8. Il résulte de tout ce qui précède que les conclusions de M. D… aux fins d’annulation de l’arrêté contesté doivent être rejetées. Par voie de conséquence, il y a également lieu de rejeter ses conclusions aux fins d’injonction ainsi que celles relatives aux frais de justice.
DECIDE :
Article 1 : La requête de M. D… est rejetée.
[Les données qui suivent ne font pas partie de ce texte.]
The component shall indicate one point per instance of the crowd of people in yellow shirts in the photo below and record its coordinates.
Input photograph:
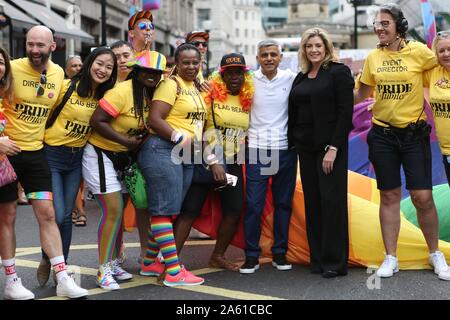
(123, 112)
Article 2 : Le présent jugement sera notifié à M. F… D… et au préfet de Mayotte.
Copie sera transmise aux ministres des outre-mer et de l’intérieur en application de l’article R. 751-8 du code de justice administrative.
Délibéré après l’audience du 2 juin 2025, à laquelle siégeaient :
- M. Sorin, président,
- M. Le Merlus, conseiller,
- Mme Beddeleem, conseillère.
Rendu public par mise à disposition au greffe le 16 juin 2025
Le rapporteur,
Le président,
T. LE MERLUS
T. SORIN
La greffière,
N. SERHIR
La République mande et ordonne au préfet de Mayotte en ce qui le concerne ou à tous commissaires de justice à ce requis en ce qui concerne les voies de droit commun contre les parties privées, de pourvoir à l’exécution de la présente décision.